Find an arc length parametrization of r(t) = (e' sin(t), e cos(t), 2e).

Transcribed Image Text:

### Arc Length Parametrization of a Vector Function **Problem Statement:** Find an arc length parametrization of \(\mathbf{r}(t) = \left( e^t \sin(t), e^t \cos(t), 2e^t \right)\). **Solution:** The arc length parametrization \(\mathbf{r}_1(s)\) is given by the following expression: \[ \mathbf{r}_1(s) = \left( \ln \left( 1 + \frac{s}{\sqrt{6}} \right) \sin \left( \ln \left( 1 + \frac{s}{\sqrt{6}} \right) \right), \cos \left( \ln \left( 1 + \frac{s}{\sqrt{6}} \right) \right), 2 \right) \] **Explanation:** Here, \(\mathbf{r}(t)\) describes a vector function with three components.
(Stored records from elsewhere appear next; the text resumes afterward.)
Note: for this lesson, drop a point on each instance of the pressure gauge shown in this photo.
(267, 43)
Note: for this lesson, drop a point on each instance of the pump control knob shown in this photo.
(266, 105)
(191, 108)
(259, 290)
The goal is to find its arc length parametrization, which essentially reparametrizes the curve in terms of the arc length \(s\), making \(s\) the new parameter that measures distance along the curve. **Detailed Breakdown of Steps (Illustrative):** 1. **Parameterize the Curve:** Given the original function \(\mathbf{r}(t)\), calculate the magnitude of the derivative, \(\left| \mathbf{r}'(t) \right|\), which represents the rate of change of the vector function's length. 2. **Integral Calculation:** Integrate the magnitude of the derivative to find the arc length as a function of \(t\), denoted by \(s(t)\). 3. **Invert the Relation:** Solve for \(t\) in terms of the arc length \(s\) to get the inverse function, \(t(s)\). 4. **Reparametrize the Function:** Substitute \(t(s)\) back into the original vector function to obtain the arc length parametrization \(\mathbf{r}_1(s)\). The resulting parametrization ensures that the parameter \(s\) directly corresponds to the arc length measured along the curve from a fixed starting point. This reparametrization simplifies computations involving the length of paths and is particularly useful in applications concerning physical distances and curvatures.